I have an older cat - all white with 6 toes on his front paws. He may be around 15 years and just can't seem to get enough water. He prefers to drink running water too. I fill bowls but he will also jump up to a sink and try to lick the faucet or drink out of the toilet that's just been flushed. He also seems to be losing weight and he urinates, frequently and unfortunately, on the carpets and not the litter box. It smells strongly of ammonia. When he is sleeping, I notice his breathing seems labored, like he's out of breath even when asleep. Any ideas what's going on here? I have a vet visit coming up and I'd like to know what is the best thing to do. If its diabetes or kidney problems, to treat it or just have the cat euthanized?
hi. i think it kidney problems cause my cat who was 19 had the exactly the same symptoms. Is he eating? good sign if he is. they may give him streiods to help him. they will do a blood test too, to find out what going on..I tried everything to help my george, he let me know when he hed enough, you will no too.... keep in touch
I had this cat to the vet this week and they ran a series of blood tests. Come to find out, it 's a thyroid problem. The vet said his thyroid was the size of a quarter. His sugar and kidney functions are normal. Now I have to five him medicine twice a day. At first the vet gave me chews, but the cat wouldn't eat them even if I hid them in food. he'd eat around where the chew was. Then I tried putting the chew in the back of his mouth, but he's just spit it out no matter how many times I tried. Then the vet gave me some liquid to try, but the cat is afraid of me now. He runs away and hides when I come in the door. He knows he's going to get dosed! There are a lot of places to hide in a 2500 sq ft house with lots of furniture in it. This is so frustrating. Any advice on how to get the cat on friendly terms again or how I can get him to stop hiding?
We have a lot of cats with thyriod problems and it is caused in the main by eating food from poptop cans you will find a lot about this on the web.
There is a great new way of medicating cats with thyriod problems as I have to do this for two of my clients.
You can get the medication in a syringe with dosages marked on the outside. You put on a pair of gloves (as this medication can go through your skin bit like a patch) you squeeze down the required dose and you gently massage it into the cats inside ear near the tip where it as little hair. Cats love it as they think you are scratching or tickling their ears. One cat we have visiting has two doses a day and we remember which ear as it has to be alternated by saying brown for morning and black for evening (he is a multi colored cat)
Another way is to get hold of one of this pill grinders looks like a little round eye cream jar but has a diamond shaped inverted lid that when you screw the lid it pulverizes the tablet so fine that is is very easy to mix into their food. You have to give them only a little bit of food first so that they eat it all then if you want to feed them some more then you can do so once they have eat the lot with the tablet in. Strong fishy ones are the best as they disguise the taste if there is any.
The last one that I use on one of my own cats is to pulverise the tablet between two spoons(inverted into each other) then add a little warm milk mix then draw it up into a syringe then place the nozzle into the corner of the mouth angled back towards back teeth whilst holding you kitty like a baby then gentley squeeze the plunger down until it has drunk it all.

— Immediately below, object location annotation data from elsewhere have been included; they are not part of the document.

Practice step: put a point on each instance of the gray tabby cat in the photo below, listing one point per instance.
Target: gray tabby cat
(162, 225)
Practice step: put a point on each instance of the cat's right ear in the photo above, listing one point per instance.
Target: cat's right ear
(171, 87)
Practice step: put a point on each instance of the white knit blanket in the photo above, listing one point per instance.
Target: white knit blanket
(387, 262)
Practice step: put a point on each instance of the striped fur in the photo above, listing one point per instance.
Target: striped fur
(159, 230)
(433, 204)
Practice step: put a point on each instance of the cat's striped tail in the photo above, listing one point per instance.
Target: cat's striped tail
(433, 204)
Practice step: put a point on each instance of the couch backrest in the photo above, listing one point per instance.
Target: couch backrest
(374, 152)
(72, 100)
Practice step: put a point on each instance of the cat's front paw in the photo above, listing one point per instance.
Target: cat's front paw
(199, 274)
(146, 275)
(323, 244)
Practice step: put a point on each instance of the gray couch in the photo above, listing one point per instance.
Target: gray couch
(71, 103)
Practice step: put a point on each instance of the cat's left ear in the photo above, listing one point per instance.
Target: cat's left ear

They will lick with their tongues as they keep up with swolllowing the liquid do not push faster than they are swollowing as make get some into their lungs by accident.
best of luck...
It is a bit late to stop feeding him is favorites but when we had a very old girl of 24 staying she was a very fussy eater and would not eat anything they gave her but when the lady was cooking with some mince she went mad for it and ever since then she just loves mince beef and chicken and she is very healthy especially for a 24 year old with no teeth. You can also suppliment their diet with a vitamin paste on the paw so they can lick it off every other day.
My cat passed away. The vet said it was a thyroid problem, common in older cats. I gave the cat methimazole for several months, but it didn't seem to have much effect. I called the vet and reported this only to be told that if the condition has gone untreated a long time before the diagnosis, sometimes the treatments won't work.
I came home from work and didn't see the cat, which is unusual, because he always came to greet me when I got home, but I figured he was sleeping somewhere. When he didn't show up by bedtime, I went looking for him and discovered him dead under a chair in the living room. Why do they always crawl under or behind something to die?